How Do Investors Perceive Optimal Capital Structure? Evidence From Industry-Specific Risk Factors
50 Pages Posted: 9 Jun 2022
Date Written: May 31, 2022
Abstract
In this study, I examine the association between deviations from the optimal capital structure and firm-level stock returns and construct improved measures of industry-specific optimal capital structure. I then build an industry-specific risk factor based on this deviation. I compare the performance of multiple measures of optimal capital structure in revealing investors’ expectations and find that a positive (negative) deviation from the optimal capital structure is positively (negatively) associated with a stock’s excess return. I attribute this association to the increase in investors’ perceived risk. I find that our improved measure of optimal capital structure performs better than alternative measures in capturing the movement of firms towards target leverage. Using the Fama and French (1993-2015) methodology of mimicking portfolios, I model deviations from the optimal capital structure as a risk factor.
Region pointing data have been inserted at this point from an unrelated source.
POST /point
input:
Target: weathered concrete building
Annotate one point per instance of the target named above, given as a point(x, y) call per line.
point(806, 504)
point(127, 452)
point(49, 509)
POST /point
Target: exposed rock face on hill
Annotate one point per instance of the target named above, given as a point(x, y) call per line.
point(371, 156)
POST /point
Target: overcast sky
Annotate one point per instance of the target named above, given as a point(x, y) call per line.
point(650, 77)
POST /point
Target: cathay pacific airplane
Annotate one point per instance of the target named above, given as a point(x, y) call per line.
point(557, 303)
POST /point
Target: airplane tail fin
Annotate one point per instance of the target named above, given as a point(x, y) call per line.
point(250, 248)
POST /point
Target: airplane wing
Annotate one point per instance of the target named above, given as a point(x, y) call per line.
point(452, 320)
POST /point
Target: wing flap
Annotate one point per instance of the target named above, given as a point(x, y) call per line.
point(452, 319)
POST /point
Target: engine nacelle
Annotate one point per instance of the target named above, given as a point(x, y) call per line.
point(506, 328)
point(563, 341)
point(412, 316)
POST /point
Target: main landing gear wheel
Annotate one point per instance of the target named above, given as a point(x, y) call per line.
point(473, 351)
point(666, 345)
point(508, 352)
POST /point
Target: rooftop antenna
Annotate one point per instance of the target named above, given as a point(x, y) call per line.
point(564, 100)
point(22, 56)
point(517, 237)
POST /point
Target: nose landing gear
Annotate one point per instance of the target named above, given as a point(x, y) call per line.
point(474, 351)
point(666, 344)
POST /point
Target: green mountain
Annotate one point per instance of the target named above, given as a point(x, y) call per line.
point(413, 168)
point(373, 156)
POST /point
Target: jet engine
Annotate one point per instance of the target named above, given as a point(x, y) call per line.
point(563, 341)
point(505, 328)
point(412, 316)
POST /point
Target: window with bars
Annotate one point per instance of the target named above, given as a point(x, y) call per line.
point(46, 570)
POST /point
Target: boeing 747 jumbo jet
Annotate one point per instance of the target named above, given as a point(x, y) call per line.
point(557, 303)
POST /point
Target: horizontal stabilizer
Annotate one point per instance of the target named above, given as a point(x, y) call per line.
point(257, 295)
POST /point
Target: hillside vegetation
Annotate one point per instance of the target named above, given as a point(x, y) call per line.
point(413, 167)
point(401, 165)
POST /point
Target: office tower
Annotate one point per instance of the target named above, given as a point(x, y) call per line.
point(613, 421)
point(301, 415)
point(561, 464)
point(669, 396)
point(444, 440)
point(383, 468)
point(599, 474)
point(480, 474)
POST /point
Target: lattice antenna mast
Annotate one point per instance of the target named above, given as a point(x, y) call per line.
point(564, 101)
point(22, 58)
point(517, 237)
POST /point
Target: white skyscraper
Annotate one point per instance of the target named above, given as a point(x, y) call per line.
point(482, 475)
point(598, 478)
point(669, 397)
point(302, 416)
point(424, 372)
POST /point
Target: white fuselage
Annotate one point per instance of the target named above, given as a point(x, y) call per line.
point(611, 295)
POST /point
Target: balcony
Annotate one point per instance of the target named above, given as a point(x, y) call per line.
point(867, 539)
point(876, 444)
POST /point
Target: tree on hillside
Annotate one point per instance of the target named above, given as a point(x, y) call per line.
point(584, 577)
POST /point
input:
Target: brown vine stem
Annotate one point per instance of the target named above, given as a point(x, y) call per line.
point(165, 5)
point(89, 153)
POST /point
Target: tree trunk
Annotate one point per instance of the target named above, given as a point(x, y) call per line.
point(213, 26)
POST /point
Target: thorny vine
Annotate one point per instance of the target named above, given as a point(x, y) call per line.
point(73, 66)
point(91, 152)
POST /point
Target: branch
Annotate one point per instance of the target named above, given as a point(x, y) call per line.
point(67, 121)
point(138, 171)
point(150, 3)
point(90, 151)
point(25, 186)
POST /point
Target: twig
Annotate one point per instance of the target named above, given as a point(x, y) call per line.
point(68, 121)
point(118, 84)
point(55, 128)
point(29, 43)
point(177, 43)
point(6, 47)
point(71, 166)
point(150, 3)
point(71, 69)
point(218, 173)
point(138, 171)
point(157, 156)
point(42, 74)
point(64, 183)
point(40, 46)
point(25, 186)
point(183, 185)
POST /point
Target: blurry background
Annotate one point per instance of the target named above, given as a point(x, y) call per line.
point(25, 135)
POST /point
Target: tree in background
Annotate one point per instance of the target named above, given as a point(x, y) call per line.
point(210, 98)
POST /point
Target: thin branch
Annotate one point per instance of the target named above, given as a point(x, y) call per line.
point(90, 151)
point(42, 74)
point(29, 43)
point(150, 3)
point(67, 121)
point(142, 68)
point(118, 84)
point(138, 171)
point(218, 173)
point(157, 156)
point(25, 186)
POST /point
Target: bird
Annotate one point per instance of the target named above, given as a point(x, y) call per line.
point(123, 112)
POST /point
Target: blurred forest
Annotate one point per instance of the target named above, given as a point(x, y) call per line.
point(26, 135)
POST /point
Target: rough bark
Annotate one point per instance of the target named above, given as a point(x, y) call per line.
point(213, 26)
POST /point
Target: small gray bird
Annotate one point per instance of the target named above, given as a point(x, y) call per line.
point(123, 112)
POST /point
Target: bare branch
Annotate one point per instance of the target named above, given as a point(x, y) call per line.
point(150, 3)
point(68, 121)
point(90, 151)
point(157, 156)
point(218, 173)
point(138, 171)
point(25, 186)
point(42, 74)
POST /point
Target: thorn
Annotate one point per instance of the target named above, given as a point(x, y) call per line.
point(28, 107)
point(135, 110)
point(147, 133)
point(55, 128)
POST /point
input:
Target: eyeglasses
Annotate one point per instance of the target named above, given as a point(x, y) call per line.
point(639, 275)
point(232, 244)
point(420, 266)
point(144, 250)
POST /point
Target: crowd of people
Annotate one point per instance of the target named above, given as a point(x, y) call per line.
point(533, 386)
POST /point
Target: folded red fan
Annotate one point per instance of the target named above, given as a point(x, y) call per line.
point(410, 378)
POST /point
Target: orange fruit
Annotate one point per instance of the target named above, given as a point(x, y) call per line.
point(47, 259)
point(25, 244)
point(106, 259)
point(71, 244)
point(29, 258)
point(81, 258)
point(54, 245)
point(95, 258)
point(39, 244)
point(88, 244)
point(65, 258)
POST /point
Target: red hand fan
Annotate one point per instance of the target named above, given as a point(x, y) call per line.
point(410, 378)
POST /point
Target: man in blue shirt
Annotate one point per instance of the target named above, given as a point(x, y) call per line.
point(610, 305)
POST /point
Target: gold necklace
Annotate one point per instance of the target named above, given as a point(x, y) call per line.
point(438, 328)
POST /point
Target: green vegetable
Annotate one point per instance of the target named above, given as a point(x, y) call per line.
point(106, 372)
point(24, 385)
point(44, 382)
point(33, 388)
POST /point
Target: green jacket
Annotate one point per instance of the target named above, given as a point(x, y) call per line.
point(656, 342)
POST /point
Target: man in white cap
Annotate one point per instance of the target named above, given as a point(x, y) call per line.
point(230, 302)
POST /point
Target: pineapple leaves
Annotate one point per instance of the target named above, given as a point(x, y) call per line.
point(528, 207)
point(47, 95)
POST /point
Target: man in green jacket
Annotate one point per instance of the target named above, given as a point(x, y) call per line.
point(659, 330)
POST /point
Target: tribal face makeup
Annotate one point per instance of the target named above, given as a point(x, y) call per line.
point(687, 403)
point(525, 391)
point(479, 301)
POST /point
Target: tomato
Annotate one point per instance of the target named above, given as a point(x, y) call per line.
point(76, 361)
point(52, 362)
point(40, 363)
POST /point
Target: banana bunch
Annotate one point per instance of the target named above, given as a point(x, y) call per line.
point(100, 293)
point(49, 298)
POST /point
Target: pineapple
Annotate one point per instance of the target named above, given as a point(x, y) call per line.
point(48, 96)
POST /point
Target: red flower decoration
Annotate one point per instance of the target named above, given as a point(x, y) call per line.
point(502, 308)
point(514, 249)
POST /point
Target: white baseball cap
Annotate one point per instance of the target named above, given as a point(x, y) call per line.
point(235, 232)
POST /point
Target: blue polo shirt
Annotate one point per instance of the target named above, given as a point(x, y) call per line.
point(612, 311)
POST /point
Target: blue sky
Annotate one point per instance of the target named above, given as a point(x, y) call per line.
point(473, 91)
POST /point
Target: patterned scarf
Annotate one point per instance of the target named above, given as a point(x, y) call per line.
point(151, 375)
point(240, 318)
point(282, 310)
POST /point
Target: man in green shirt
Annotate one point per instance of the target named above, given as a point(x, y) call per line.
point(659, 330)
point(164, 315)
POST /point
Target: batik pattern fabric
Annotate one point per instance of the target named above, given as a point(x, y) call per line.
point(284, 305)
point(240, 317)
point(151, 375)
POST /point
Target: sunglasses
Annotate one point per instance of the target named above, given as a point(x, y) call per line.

I find that this factor is significantly associated with the cross-section of stock returns and that a risk mimicking portfolio can explain the risk loading on the cross-sectional excess return that is not explained by other known risk factors. Furthermore, I use the Text Network Industry Classification (TNIC) developed by Hoberg and Phillips (2010, 2016) to show that our results are robust to the method used for industry classification.